Não quer dizer que me tenham fotografado menos. Muito pelo contrário. Há fotografias para dar e vender, ecografias, vídeos, documentos, apontamentos... Tudo isso existe.
Só nunca chegou a transformar-se num álbum.
A vida tem destas coisas. Há alturas em que há tempo para escolher a fotografia perfeita, escrever legendas bonitas e colar tudo direitinho. E há outras em que o importante é simplesmente guardar as memórias para um dia mais tarde.
Esse "mais tarde" chegou agora.
Depois de uma longa pesquisa, a mãe encontrou finalmente um álbum de que gostou mesmo.
Este é diferente.
Parece mais um livro de memórias do que um álbum infantil. Tem espaço para escrever, para contar pequenas histórias e para juntar fotografias sem pressa.

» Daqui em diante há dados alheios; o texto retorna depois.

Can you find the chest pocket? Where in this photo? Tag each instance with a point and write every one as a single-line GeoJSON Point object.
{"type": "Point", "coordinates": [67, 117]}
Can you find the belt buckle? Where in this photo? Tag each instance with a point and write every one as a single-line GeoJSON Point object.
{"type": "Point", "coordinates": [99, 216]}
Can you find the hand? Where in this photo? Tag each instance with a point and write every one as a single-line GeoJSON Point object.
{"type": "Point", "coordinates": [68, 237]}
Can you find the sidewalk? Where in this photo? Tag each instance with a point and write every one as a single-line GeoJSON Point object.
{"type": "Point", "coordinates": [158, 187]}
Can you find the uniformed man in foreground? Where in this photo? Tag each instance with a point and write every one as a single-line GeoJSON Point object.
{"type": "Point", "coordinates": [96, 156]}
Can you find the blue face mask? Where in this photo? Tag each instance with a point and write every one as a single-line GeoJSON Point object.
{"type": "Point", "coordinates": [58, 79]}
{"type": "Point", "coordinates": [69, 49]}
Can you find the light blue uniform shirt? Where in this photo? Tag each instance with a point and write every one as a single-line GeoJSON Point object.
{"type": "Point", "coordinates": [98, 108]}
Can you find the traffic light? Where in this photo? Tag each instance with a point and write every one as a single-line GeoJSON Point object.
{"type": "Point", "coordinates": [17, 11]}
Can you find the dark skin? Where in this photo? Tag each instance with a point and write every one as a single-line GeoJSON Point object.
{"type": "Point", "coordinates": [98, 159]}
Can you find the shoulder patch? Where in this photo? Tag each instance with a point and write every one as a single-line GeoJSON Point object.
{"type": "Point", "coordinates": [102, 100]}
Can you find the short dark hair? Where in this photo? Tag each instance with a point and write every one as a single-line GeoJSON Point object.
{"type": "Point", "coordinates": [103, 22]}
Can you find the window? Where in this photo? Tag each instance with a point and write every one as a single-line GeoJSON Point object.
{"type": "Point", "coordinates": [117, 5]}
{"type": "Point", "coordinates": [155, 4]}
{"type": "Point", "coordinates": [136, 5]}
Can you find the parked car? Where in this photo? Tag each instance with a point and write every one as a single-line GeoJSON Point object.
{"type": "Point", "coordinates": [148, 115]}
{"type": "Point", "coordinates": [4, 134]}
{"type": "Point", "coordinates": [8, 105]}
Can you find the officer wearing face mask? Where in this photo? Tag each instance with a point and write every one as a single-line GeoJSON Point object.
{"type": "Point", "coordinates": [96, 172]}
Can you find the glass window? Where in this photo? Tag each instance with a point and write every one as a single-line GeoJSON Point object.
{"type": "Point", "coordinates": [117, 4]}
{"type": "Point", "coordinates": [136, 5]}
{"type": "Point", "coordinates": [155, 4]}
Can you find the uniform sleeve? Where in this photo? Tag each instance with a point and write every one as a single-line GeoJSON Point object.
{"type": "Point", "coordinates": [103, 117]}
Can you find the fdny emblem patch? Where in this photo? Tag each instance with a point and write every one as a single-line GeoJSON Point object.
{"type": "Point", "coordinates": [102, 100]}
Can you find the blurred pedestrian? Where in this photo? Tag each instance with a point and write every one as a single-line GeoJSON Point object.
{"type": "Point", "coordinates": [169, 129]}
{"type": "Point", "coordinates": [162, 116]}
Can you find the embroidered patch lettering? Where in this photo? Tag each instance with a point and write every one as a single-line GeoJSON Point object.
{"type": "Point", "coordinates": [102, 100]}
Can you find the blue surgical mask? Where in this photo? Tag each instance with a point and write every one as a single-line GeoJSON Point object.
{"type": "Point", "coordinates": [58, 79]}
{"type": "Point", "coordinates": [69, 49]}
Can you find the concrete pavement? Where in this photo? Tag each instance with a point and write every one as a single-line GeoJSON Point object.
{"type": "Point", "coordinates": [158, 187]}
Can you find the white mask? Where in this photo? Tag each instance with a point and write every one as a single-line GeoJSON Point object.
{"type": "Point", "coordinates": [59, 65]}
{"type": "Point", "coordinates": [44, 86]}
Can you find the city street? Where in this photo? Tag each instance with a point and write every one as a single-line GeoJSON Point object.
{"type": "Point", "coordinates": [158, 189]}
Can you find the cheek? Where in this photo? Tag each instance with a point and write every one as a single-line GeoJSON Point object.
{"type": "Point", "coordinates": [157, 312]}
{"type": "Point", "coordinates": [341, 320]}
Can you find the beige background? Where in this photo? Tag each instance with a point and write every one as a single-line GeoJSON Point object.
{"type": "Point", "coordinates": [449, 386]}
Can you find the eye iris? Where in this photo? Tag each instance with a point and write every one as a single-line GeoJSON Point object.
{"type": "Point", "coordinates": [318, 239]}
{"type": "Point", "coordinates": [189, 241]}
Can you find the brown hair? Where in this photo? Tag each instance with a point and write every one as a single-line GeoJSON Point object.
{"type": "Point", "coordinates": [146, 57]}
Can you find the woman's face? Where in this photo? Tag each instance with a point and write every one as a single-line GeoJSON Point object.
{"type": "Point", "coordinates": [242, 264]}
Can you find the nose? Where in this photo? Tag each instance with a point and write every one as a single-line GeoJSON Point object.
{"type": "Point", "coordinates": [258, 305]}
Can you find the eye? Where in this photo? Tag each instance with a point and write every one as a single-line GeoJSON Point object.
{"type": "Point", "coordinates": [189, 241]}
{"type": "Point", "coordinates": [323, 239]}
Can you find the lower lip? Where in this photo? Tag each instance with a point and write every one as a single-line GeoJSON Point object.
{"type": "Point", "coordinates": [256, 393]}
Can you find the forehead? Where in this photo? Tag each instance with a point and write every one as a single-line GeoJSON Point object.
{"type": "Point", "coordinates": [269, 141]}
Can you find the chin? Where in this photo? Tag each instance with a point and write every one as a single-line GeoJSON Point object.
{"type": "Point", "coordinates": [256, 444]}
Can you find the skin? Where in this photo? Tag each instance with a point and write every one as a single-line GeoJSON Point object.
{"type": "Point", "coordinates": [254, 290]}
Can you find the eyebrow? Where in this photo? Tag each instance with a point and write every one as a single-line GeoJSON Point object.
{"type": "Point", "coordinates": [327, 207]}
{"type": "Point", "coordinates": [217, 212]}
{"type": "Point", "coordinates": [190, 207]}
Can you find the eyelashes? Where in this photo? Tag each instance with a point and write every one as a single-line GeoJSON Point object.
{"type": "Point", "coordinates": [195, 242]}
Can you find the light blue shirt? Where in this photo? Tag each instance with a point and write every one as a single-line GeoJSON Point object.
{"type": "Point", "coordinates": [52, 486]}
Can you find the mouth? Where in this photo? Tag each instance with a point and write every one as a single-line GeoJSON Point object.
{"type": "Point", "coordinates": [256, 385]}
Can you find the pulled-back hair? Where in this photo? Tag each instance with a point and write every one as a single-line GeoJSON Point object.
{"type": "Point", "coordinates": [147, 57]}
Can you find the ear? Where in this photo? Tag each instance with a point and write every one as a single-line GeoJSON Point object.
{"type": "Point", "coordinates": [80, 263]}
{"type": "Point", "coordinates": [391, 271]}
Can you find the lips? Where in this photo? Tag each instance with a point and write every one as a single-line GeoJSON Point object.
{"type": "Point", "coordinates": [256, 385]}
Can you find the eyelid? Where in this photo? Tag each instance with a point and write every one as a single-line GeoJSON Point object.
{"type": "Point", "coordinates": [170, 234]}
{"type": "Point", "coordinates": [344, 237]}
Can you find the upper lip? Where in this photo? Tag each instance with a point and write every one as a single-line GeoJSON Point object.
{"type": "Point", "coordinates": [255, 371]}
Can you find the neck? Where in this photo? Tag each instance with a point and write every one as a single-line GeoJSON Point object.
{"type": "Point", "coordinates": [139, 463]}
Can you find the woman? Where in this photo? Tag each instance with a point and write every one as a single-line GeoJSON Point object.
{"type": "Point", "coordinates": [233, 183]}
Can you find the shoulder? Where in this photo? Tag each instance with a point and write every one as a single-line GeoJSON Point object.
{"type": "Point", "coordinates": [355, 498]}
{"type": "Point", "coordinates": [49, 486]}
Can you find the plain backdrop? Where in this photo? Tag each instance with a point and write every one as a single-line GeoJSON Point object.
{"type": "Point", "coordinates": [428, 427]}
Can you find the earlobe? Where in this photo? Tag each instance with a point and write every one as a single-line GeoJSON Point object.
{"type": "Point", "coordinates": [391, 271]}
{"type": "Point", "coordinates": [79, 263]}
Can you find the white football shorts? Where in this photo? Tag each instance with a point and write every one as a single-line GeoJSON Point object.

É daqueles livros que imaginamos abrir daqui a vinte ou trinta anos, sem parecer fora do tempo.
Por isso ela decidiu começar do princípio.
Está agora a preencher, com cerca de 17 anos de atraso, o meu Livro do Bebé.
(17 porque o Álbum é sobre o 1º ano de vida do bebé e eu, já vou fazer 20 em dezembro)
E, já que anda mergulhada nas nossas primeiras fotografias, ecografias, datas e histórias, também este blog vai aproveitar a viagem.
Parece que ainda há muita coisa por contar.
Afinal, as memórias nunca estiveram perdidas. Estavam apenas à espera que alguém tivesse tempo para lhes voltar a pegar.
P.M.A. (Post Multos Annos): Nunca é tarde para começar um Livro do Bebé. Só é preciso um bebé com um bocadinho mais de barba, estrias... ou de rugas.
ATENÇÃO: Nenhum desses é o meu caso!